E-mail OrderingHome           Exhibitions           MSVU Collection           Publications           Posters           Working Title           Resources
 


Publications


§ Browse/Order

§ Catalogue Excerpts



Home » Publications » Catalogue Excerpts » Bodies in Translation: Age and Creativity

Bodies in Translation: Age and Creativity

Karen Langlois

Artist Biography
Karen Langlois was born in 1955 in a small farming community in Ontario. After an unfortunate stint as a bank teller, she studied early childhood education and play therapy and spent twenty years working with children and families. She left that career to pursue studies at Toronto School of Art where she received the TSA Award for Creative Achievement.

Langlois’ art practice encompasses altered books and altered clothing, collage, drawing, printmaking, constructions, installation and participatory art. She particularly enjoys using reclaimed books and textiles to explore the impact of stories on the construction of identity.

Since moving to Port Medway, Nova Scotia ten years ago, Langlois has devoted much of her time to exploring ways to create participatory, inclusive community art spaces.

She has exhibited her work in group shows in Port Medway, Annapolis Royal and Toronto as well as a solo show at The Black Duck Gallery in Lunenburg, Nova Scotia.

Artist Statement
Old books and textiles are central to my art practice. I am inspired by the marks left on them by the passage of time, as well as by the emotional associations they bring to my work.

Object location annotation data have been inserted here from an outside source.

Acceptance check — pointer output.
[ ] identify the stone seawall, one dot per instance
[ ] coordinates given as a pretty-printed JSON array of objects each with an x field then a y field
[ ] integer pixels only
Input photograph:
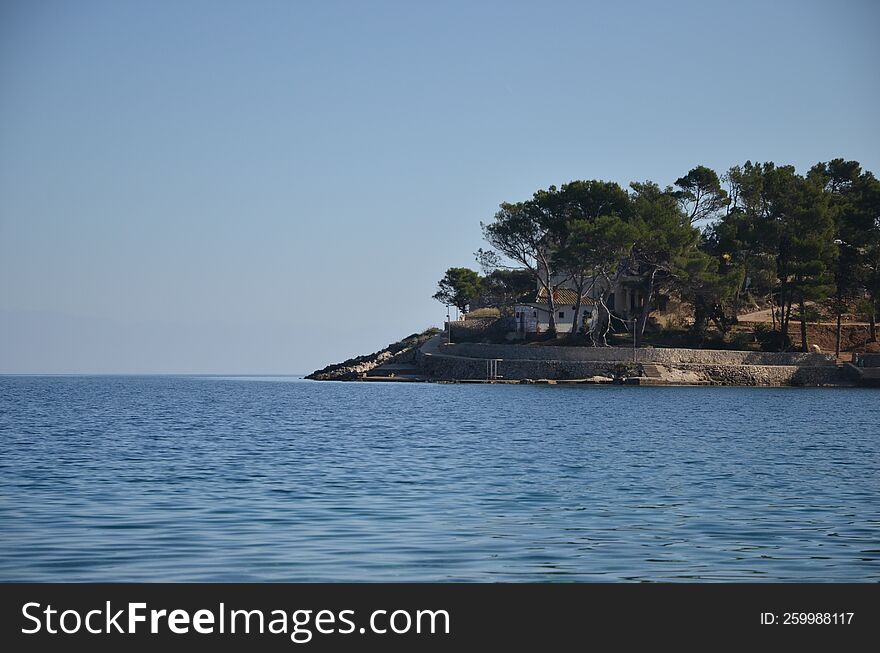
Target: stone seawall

A Story is an altered book created from a 1926 novel about a young woman who was adopted as an infant and is searching for the truth about her birth. She eventually finds her biological family as well as her future husband. The book ends, predictably, with her wedding. Her search for identity is over and her future is determined.

In my youth I believed that by the time I reached my mid-20s I would know, like the heroine in this story, who I was and where I was going. I believed that my life would be linear like a novel and that memories were constant. As I’ve grown older I have found that memory is fluid and that identity is continually recreated.

The alterations to this book are in part a simple homage to its beauty and history as a timeworn object. At the same time, A Story embodies my experience of the shifting and interweaving of narrative and memory throughout a lifetime. It comes out of an ongoing exploration of the nature of the stories I inhabit about who I am and where I have been.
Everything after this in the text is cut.